The demonstrations began after the government arrested Imamoglu, the man considered as the most serious electoral challenge in Erdogan for years on March 19. Prosecutors accuse him of corruption And help an outlaw Kurdish organization.

Critics say that accusations are an excuse for removing a key rival, but the government denies interfere with the legal process.

The biggest demonstrations occurred alongside the gatherings of the pro-Secularistic Republican Party of the Imamoglu center, known as the CHP, but many young demonstrators said they did not support the party.

Ogulcan Akti, a 26 -year -old university student occupying two part -time jobs to support his family, said the opposition and the ruling party were “liars”.

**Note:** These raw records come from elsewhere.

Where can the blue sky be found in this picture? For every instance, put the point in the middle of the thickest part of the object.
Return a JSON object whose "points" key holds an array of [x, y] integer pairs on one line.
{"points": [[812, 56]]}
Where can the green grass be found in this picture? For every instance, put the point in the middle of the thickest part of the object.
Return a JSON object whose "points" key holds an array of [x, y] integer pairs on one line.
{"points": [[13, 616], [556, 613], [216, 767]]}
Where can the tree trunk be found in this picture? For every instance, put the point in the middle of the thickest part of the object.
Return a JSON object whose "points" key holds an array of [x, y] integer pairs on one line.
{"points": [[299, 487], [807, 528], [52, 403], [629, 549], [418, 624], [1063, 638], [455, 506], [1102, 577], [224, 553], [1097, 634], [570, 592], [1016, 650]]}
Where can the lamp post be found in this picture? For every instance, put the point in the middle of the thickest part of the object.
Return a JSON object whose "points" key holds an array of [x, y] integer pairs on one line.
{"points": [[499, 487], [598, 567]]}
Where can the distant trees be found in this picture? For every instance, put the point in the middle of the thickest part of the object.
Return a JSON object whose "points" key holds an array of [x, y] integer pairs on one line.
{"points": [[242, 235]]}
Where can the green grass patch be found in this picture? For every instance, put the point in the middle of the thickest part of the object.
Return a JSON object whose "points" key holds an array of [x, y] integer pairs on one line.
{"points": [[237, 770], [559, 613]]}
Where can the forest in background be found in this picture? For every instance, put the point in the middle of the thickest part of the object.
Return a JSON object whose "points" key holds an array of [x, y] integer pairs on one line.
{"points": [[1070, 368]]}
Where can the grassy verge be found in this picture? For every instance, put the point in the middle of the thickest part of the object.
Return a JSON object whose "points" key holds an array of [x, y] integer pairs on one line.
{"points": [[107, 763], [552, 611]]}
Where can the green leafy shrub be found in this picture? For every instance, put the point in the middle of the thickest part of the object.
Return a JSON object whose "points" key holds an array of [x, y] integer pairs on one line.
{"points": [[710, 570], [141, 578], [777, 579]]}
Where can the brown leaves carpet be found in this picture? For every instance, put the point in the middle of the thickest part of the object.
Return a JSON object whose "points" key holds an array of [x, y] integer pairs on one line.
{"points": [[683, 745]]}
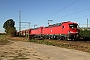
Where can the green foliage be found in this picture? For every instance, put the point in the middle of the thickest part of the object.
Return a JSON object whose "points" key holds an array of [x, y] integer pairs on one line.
{"points": [[9, 27], [85, 33]]}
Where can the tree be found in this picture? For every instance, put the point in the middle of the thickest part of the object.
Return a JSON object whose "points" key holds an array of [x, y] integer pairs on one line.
{"points": [[9, 27]]}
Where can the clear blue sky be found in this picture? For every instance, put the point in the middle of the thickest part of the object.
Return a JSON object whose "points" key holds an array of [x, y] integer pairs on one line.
{"points": [[40, 11]]}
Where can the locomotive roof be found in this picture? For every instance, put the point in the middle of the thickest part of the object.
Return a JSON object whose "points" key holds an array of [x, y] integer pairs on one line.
{"points": [[59, 24]]}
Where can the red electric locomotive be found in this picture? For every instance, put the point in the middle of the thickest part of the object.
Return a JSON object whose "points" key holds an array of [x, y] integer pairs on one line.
{"points": [[65, 30]]}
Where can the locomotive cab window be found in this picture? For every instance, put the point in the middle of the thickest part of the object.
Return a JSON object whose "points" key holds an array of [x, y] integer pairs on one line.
{"points": [[73, 25]]}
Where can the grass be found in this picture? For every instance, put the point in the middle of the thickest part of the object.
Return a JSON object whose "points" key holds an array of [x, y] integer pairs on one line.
{"points": [[62, 44]]}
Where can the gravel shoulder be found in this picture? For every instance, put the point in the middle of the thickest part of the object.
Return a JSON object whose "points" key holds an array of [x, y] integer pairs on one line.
{"points": [[19, 50]]}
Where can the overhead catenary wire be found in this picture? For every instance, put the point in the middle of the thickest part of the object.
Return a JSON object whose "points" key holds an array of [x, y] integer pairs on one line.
{"points": [[74, 13], [75, 1]]}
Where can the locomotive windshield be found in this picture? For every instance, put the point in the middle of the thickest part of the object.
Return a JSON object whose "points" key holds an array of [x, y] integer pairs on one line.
{"points": [[73, 25]]}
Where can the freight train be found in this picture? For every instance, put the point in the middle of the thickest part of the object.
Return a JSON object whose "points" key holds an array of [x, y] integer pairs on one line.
{"points": [[61, 31]]}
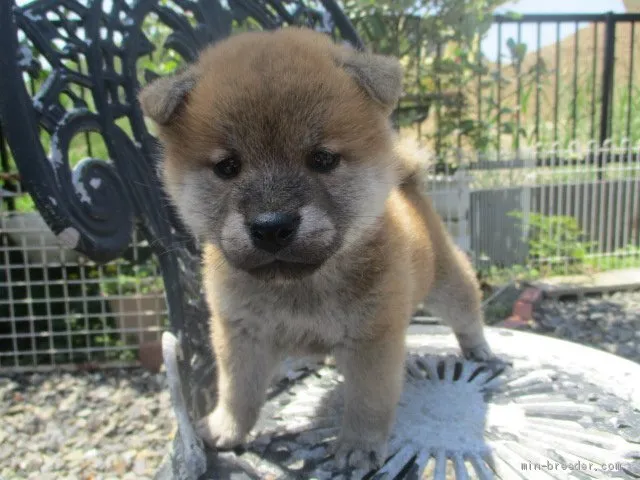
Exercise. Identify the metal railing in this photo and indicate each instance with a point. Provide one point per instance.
(538, 201)
(582, 86)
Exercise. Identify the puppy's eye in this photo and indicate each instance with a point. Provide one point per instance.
(227, 168)
(323, 161)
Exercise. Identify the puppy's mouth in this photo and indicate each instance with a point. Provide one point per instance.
(284, 269)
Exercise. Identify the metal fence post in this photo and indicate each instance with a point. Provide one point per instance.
(607, 86)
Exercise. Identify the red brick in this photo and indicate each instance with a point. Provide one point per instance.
(150, 356)
(523, 310)
(514, 322)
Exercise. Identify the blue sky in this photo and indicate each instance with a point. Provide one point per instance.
(547, 32)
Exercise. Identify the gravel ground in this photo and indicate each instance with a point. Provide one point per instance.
(119, 423)
(107, 425)
(609, 322)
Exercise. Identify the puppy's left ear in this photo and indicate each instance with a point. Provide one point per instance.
(162, 98)
(380, 76)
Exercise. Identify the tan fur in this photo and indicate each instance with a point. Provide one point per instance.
(381, 247)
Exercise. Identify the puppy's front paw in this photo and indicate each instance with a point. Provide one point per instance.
(361, 453)
(220, 429)
(478, 353)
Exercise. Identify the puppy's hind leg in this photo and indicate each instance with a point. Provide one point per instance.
(456, 298)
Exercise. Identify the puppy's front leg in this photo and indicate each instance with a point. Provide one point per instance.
(374, 377)
(244, 368)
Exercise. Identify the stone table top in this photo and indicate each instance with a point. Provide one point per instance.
(561, 410)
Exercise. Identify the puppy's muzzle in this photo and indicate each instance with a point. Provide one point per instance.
(272, 231)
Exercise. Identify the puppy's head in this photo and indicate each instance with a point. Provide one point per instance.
(278, 147)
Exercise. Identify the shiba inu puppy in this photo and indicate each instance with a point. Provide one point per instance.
(317, 238)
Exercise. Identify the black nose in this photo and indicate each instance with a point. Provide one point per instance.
(273, 231)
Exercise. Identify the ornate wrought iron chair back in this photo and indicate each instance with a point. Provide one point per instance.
(72, 68)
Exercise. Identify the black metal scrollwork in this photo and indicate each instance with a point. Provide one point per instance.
(73, 68)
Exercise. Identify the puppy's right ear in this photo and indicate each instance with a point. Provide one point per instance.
(161, 99)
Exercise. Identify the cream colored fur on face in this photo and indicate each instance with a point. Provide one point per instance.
(392, 254)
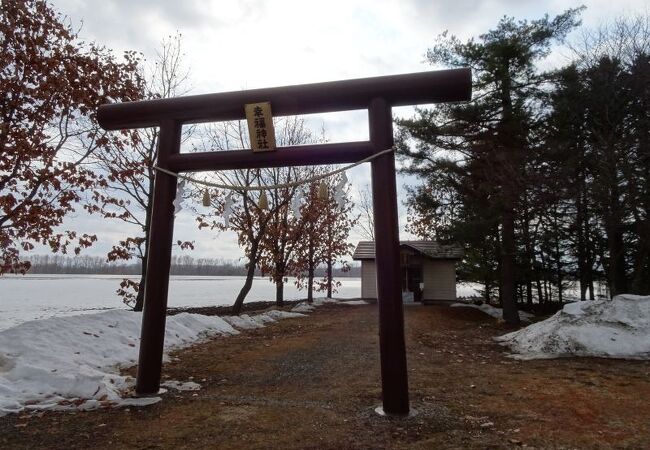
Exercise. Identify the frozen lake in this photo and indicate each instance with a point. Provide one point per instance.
(30, 297)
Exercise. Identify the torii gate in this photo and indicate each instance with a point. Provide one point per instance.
(377, 95)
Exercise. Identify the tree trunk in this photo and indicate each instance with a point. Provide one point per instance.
(310, 272)
(250, 273)
(279, 292)
(329, 277)
(139, 300)
(508, 293)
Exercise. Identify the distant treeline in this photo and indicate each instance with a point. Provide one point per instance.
(181, 265)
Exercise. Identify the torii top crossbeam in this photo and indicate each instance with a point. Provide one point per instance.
(378, 95)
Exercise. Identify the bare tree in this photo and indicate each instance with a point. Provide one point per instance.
(128, 194)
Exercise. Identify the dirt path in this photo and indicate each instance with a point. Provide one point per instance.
(313, 383)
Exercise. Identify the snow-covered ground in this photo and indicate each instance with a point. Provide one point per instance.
(618, 328)
(490, 310)
(31, 297)
(74, 362)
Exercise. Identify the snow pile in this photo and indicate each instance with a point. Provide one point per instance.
(246, 322)
(180, 386)
(619, 328)
(353, 302)
(303, 307)
(74, 362)
(490, 310)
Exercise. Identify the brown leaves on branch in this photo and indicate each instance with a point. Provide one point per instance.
(52, 85)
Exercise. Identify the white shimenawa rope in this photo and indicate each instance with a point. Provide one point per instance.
(274, 186)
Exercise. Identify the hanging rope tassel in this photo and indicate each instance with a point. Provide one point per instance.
(275, 186)
(263, 202)
(207, 201)
(322, 191)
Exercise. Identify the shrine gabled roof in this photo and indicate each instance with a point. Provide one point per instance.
(430, 249)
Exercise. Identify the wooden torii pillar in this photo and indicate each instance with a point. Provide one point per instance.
(378, 95)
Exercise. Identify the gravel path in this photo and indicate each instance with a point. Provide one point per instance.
(313, 382)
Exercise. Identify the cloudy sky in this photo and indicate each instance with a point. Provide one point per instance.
(245, 44)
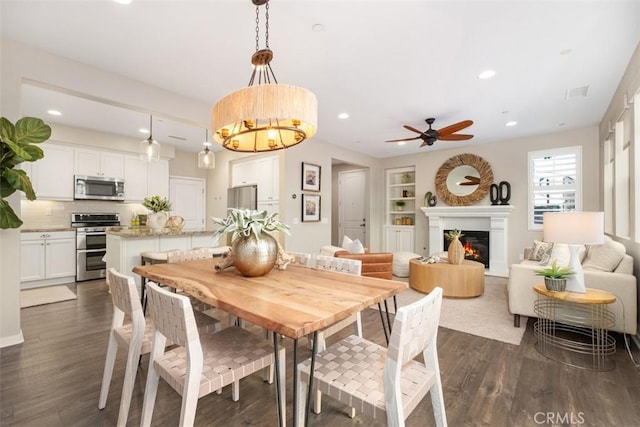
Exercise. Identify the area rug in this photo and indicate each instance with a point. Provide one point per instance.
(48, 295)
(486, 316)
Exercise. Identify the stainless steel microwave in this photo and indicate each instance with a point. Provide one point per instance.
(98, 188)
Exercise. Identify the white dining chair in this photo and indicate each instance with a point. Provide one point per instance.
(199, 365)
(134, 335)
(384, 382)
(347, 266)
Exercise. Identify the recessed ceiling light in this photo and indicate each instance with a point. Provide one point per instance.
(486, 74)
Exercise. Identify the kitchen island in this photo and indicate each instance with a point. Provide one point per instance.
(124, 245)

“Those in power and the opposition who will come later, they are all the same,” he said. “We don’t trust anyone.”

The students led the charge

In the days following the mayor’s arrest, thousands of students converged near the town hall of Istanbul. Some Turkish flags have signaled; Others held images of left -wing figures from the 1970s and sang a Turkish version of the Italian protest song “Bella Ciao”.

In images on social networks, some demonstrators have made the ultra -nationalist sign of “gray wolf”, standing next to others showing the raised fists of the leftists. Some have shown the sign of peace favored both by leftists and pro-Kurdish groups, while others chased slogans attacking the Prohibition of the Kurdistan militant workers party.

Berk Esen, associate professor of political science at the University of Sabanci, said that most of the demonstrators he had seen are young people and urban young people aged 18 to 25, but they have nothing else in common: “It is an eclectic group much more amorphous politically,” he said.

Anger of anger disorders

One afternoon last week, dozens of students from Bogazici University met in a metro station in Istanbul, many carrying masks to avoid reprisals or arrests.

More than 2,000 people, including journalists, have been detained since the start of the demonstrations. About 300 were officially arrested to “join an illegal demonstration” and “resist the police”, with some accused of “ties of terrorism”.

Student lawyers arrested say that the accusation of “reaching an illegal demonstration” does not justify prolonged detention and that the number of arrests is “unusually high” compared to offenses such as terrorism or drugs.

At the metro station, the 22 -year -old management student, Burak Turan and his girlfriend, slipped into a shopping center, looking at the officers to have dozens of demonstrators.

“We are here because so many students are arrested for no reason,” said Turan. “They act as if it was a war; They exercise laws in wartime. ” Turan refused to wear a mask, saying that he had nothing to be ashamed.

The other demonstrators include public employees, artists and retirees, many of whom support the CHP.

A man in sixties looking at a confrontation at the Town Hall said he was there to defend the rights of the young generation. “We don’t matter, they do. They are our future. ” He said.

Others were there to denounce what they perceived as a slide far from the secular and democratic values ​​of Turkey under Erdogan.

Mehtap Bozkurt, a 70 -year -old retiree and a CHP supporter, joined a demonstration outside the town hall of Istanbul.

“This country is secular and will remain secular,” she said. “We will resist until the end. I am ready to give my life and blood for this problem. ”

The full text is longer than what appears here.